1904年(明治37年)秋、妹・つゆが住む門司を訪れた。つゆは秋月藩士・小林利愛に嫁いで幸せに暮らしていた。夫の小林は運送店を経営しており、48歳の六郎は小林の世話で門司駅前で「薄雪饅頭」を営む事になる。この時、世話を受けて28歳の加藤ゐえと結婚した。2年後、鳥栖の八角(父の姉・幾子の夫)の誘いで鳥栖駅前に移り住み、待合所の経営を任された。鹿児島本線と長崎本線の結節点である鳥栖駅は大きな駅で、駅前の待合所「八角亭(やすみてい)」は繁盛した。
六郎夫婦の間に子はなかったので、叔父の上野月下の次男・正博を養子に迎えた。正博は汽車で隣町の久留米商業高校に通った。
主に『文明開化 4 裁判篇』(宮武外骨著)による事件報告を基に、最新参考文献[6] で修正。
森鷗外は、1890年(明治23年)8月18日 - 25日に山田温泉 (長野県)に逗留した際、「みちの記」という紀行文を残しており[8]、その中で、六郎の知り合いである同宿客から聞いた話を紹介している。話し手は、木村篤迚という新潟始審裁判所の判事で、臼井亘理襲撃にも参加し、のちに臼井六郎の供をして上京した人物という。
木村の話によると、当時秋月藩には、勤皇党と開化党があり、開化党のリーダーは二人の陽明学者で、その一人が六郎の父・臼井亘理だった。臼井家に押し込んだ際、音を聞きつけて出てきた一人をまず惨殺し、酔って寝ている亘理を殺害、亘理の妻が賊の一人にしがみついて離さなかったため、これも殺害。

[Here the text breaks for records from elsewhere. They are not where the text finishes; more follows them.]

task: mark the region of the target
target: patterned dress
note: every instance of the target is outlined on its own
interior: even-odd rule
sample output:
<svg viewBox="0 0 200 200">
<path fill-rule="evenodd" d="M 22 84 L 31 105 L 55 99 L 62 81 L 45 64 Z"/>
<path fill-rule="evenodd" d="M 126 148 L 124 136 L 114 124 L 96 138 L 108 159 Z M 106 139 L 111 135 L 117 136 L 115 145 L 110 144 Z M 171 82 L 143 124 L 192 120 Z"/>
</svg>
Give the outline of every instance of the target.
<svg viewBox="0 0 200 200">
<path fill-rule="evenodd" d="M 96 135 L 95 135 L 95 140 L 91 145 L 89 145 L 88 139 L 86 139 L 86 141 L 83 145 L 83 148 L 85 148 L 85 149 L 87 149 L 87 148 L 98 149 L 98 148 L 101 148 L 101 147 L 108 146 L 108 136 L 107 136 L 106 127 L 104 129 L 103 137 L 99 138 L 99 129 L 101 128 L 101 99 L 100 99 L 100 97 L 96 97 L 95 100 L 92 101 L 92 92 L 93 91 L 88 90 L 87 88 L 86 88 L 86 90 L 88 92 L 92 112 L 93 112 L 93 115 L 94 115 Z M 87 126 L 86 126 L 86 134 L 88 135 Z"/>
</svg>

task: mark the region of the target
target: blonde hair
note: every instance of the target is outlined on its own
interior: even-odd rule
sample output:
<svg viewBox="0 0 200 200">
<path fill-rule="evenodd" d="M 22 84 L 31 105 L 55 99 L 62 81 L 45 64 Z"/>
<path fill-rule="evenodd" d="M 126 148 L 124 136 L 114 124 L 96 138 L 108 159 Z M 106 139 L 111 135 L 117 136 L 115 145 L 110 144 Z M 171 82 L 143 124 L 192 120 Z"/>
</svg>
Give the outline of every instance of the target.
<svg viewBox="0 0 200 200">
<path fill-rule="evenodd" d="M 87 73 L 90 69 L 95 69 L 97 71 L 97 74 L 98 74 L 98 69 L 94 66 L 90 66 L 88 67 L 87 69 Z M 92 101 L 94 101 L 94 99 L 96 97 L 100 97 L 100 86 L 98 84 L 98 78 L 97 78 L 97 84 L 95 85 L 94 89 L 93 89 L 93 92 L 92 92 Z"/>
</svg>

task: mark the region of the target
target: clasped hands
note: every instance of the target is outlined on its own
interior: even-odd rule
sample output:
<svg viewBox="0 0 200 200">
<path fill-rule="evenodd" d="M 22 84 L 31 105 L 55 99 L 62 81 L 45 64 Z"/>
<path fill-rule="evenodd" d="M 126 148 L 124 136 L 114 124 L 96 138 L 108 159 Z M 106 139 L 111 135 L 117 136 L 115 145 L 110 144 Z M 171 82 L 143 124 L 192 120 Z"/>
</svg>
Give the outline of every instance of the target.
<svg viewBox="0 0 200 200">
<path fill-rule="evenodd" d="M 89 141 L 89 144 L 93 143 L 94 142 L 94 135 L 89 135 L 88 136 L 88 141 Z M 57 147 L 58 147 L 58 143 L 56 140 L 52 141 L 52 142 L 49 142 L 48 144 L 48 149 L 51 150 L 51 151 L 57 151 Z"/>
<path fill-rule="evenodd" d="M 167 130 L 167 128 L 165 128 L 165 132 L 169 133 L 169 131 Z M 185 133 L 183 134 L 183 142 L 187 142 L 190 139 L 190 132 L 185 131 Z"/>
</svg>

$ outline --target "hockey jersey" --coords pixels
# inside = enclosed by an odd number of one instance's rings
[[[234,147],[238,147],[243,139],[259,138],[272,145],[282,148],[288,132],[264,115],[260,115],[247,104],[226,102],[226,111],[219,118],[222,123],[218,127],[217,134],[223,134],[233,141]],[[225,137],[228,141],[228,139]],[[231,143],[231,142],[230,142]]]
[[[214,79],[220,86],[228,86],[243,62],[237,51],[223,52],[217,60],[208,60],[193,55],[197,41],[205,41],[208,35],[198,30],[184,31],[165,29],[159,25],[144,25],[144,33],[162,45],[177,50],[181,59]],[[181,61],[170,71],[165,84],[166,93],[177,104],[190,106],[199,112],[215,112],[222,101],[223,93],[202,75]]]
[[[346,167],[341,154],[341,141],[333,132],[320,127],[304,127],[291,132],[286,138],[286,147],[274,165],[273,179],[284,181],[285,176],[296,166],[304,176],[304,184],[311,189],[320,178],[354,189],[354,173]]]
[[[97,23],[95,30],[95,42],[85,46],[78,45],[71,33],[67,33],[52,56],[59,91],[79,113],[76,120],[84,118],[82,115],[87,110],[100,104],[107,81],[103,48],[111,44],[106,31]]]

亘理の首は持ち帰った。
殺害後、一瀬が証拠隠滅のために刀の刃を研がせた際に、刃こぼれの跡が亘理の短刀の刃こぼれと合致し、犯人であることが露見した。木村は六郎と一緒に上京後、熊谷裁判所に勤めた。のちに六郎が訪ねてきたため、同裁判所で雇い入れた。六郎は酒色に酖って、木村にしばしば借財したが、それは木村に仇討を悟られないための芝居で、木村を訪ねたのも一瀬を追うための旅費を稼ぐためであり、密かに撃剣の稽古にも励んでいた。逮捕後は獄中でキリスト教に傾いたと聞いたが、今はすでに出所していると話した。